If gold is the same thing as cash, why can’t you use your gold medals to pay for coffee?
- 40 years after the U.S. dollar stopped being backed by actual gold, JP Morgan is saying that if you’ve got enough of the metal, it will trust you with a loan. From now on, some of their clients will be able to use their gold holdings as collateral* on certain loans.
- This is kind of a big deal. It means that the bank thinks gold, cash, and (super-low-risk) U.S. Treasury bonds are all equally safe bets.
- For a long time, investors stayed away from gold. There weren’t that many gold buyers around, so if you suddenly needed to sell your gold for cash (to buy that cup of coffee, maybe), it would take too long.
- Supporters of the gold-as-collateral decision say that gold is a stable, real-life source of value that can be relied upon no matter how the economy changes. Skeptics point out that the price of gold changes every single day on the commodity market.
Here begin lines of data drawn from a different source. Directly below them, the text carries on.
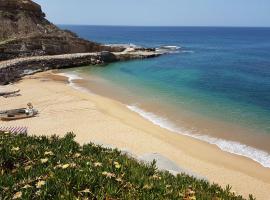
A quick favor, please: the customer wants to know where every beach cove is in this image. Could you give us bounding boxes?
[0,72,270,199]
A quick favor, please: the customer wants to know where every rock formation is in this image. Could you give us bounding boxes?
[0,0,163,85]
[0,0,123,61]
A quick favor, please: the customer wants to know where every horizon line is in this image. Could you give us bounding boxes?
[56,23,270,28]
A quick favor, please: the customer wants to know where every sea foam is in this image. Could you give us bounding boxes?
[127,105,270,168]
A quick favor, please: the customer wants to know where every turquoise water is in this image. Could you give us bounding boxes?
[60,26,270,167]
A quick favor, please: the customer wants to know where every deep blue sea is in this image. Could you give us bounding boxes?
[61,26,270,167]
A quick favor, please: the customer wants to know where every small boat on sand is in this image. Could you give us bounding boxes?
[0,103,38,120]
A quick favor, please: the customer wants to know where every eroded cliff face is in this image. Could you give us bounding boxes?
[0,0,123,61]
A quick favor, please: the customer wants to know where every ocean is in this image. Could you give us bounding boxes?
[60,25,270,167]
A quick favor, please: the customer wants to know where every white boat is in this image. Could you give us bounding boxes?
[0,103,38,120]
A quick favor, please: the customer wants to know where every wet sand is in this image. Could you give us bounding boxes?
[0,72,270,199]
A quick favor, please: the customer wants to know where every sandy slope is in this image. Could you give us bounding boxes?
[0,72,270,200]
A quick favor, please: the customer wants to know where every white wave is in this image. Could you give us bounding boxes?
[127,105,270,168]
[156,46,181,53]
[181,50,194,53]
[105,43,140,48]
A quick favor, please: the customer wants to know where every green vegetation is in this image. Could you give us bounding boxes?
[0,133,253,200]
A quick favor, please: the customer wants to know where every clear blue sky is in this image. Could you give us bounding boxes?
[34,0,270,27]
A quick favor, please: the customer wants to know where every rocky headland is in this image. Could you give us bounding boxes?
[0,0,162,84]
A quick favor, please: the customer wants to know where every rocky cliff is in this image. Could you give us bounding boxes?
[0,0,123,61]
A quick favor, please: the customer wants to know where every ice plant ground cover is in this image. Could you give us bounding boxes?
[0,132,254,200]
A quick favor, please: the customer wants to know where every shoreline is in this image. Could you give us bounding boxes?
[61,71,270,168]
[0,72,270,199]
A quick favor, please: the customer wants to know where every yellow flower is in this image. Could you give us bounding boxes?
[62,164,69,169]
[11,147,20,151]
[44,151,54,156]
[40,158,48,163]
[113,162,121,169]
[12,192,22,199]
[36,180,46,188]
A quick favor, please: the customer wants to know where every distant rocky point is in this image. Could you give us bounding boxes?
[0,0,124,61]
[0,0,161,85]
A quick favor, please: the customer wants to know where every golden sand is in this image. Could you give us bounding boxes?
[0,72,270,200]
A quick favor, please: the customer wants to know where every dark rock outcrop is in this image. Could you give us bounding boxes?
[0,0,124,61]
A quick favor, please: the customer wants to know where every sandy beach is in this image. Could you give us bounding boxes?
[0,72,270,200]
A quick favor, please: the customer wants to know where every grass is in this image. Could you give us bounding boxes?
[0,133,254,200]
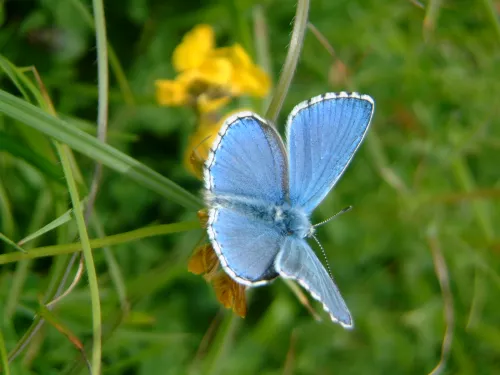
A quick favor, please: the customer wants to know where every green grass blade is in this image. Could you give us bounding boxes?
[0,221,200,264]
[266,0,309,124]
[17,199,85,245]
[0,329,10,375]
[0,90,202,210]
[0,131,63,184]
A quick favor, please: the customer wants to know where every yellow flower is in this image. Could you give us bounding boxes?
[156,25,270,113]
[172,24,215,72]
[213,43,271,97]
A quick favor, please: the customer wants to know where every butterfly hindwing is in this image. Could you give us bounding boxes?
[275,237,353,328]
[205,112,288,204]
[287,93,374,214]
[205,112,288,285]
[208,208,284,285]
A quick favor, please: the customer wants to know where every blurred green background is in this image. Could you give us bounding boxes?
[0,0,500,375]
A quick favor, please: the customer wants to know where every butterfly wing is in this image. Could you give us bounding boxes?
[204,112,288,204]
[205,112,288,285]
[287,92,374,213]
[208,208,284,286]
[275,237,353,328]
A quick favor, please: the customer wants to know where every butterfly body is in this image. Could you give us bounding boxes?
[204,93,374,328]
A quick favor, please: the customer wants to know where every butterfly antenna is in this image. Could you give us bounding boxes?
[312,234,333,280]
[313,206,352,229]
[193,135,212,156]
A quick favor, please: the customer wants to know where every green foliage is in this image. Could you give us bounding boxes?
[0,0,500,375]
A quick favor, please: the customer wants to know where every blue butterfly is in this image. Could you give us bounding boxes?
[204,92,374,328]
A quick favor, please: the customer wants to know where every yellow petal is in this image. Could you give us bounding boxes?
[197,58,233,86]
[184,108,254,179]
[155,80,189,106]
[184,122,220,179]
[172,24,215,72]
[197,94,231,113]
[212,272,247,318]
[210,44,271,97]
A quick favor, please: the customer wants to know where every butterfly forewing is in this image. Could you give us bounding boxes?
[205,112,288,285]
[205,112,288,204]
[276,237,353,328]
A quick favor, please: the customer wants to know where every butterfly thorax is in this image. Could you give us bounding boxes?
[205,195,314,238]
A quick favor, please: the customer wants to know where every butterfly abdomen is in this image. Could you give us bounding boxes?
[205,195,313,238]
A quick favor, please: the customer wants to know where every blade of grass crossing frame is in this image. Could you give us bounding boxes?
[55,142,102,375]
[0,90,203,210]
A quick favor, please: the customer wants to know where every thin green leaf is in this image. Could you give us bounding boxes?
[0,232,27,254]
[0,221,200,264]
[56,143,102,374]
[0,90,203,210]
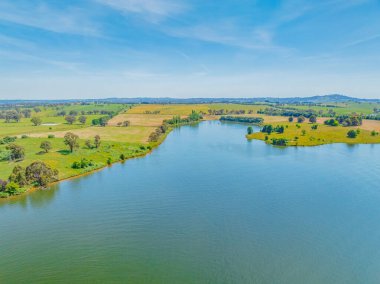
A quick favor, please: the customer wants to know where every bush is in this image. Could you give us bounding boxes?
[25,161,58,186]
[325,118,339,126]
[272,138,288,146]
[297,115,306,123]
[71,158,94,169]
[347,130,358,138]
[5,182,20,195]
[0,136,17,145]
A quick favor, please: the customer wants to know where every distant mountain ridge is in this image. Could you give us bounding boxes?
[0,94,380,105]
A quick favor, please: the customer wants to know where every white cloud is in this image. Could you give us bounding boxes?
[0,0,98,36]
[96,0,185,17]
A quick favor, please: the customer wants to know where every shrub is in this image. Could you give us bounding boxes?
[25,161,58,186]
[6,144,25,160]
[272,138,288,146]
[309,114,317,123]
[347,130,358,138]
[8,165,28,186]
[40,141,52,153]
[30,117,42,126]
[71,158,94,169]
[5,182,20,195]
[297,115,306,123]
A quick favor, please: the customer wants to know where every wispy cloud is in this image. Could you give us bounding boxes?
[0,0,98,36]
[95,0,186,19]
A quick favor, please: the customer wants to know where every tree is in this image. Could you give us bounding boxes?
[261,124,273,134]
[347,129,358,138]
[63,132,79,153]
[309,114,317,123]
[30,116,42,126]
[6,143,25,160]
[5,110,21,122]
[40,141,51,153]
[21,109,32,118]
[65,115,77,124]
[25,161,58,186]
[297,115,306,123]
[8,165,28,187]
[94,135,101,148]
[78,115,87,124]
[4,182,20,195]
[84,140,92,149]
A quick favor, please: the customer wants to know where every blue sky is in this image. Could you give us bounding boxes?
[0,0,380,99]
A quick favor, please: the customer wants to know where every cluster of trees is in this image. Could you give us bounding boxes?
[0,136,17,145]
[144,110,161,114]
[71,158,95,169]
[164,110,203,126]
[336,115,362,126]
[207,109,253,115]
[0,161,58,195]
[0,107,41,123]
[257,107,318,118]
[56,109,115,116]
[148,124,168,142]
[117,120,131,127]
[91,116,112,127]
[347,129,360,138]
[261,124,285,134]
[272,138,288,146]
[85,135,101,149]
[364,114,380,120]
[220,116,264,124]
[324,115,362,126]
[324,118,339,126]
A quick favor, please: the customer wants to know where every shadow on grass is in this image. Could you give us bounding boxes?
[57,150,71,155]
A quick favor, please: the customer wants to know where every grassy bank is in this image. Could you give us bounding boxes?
[247,122,380,146]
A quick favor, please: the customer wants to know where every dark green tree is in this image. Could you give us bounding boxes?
[40,141,52,153]
[63,132,79,153]
[25,161,58,186]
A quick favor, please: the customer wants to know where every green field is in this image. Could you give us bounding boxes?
[0,103,380,199]
[247,122,380,146]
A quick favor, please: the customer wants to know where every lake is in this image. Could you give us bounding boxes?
[0,121,380,284]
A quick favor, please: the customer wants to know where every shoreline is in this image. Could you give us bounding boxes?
[0,125,175,203]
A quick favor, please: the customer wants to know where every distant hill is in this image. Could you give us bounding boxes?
[0,94,380,105]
*Collateral is something of value (e.g. your house, your credit card, your firstborn) that you give to a lender until you’ve repaid your debt. If you don’t repay your debt, the lender gets to keep whatever you’ve put up as collateral. For instance, if you loan your friend $10, you can keep his sunglasses as collateral until he gives you the money back.
Facts & Figures
- More than $100 billion in trade occurs in the gold market every day
- Former U.S. President Nixon stopped backing up the dollar with real gold in 1971
Best Quote
“When a bank, such as J.P. Morgan, is willing to extend collateral value against an asset such as physical bullion, it shows that they are not worried about the liquidity issue if they might take the collateral over or they have to liquidate the collateral.” – Frank McGhee, Head Precious Metals Trader, Integrated Brokerage Services
What do you think?
Does an old-fashioned form of currency like gold have a place in today’s plastic society? Do you know if there’s any gold in your investment portfolio?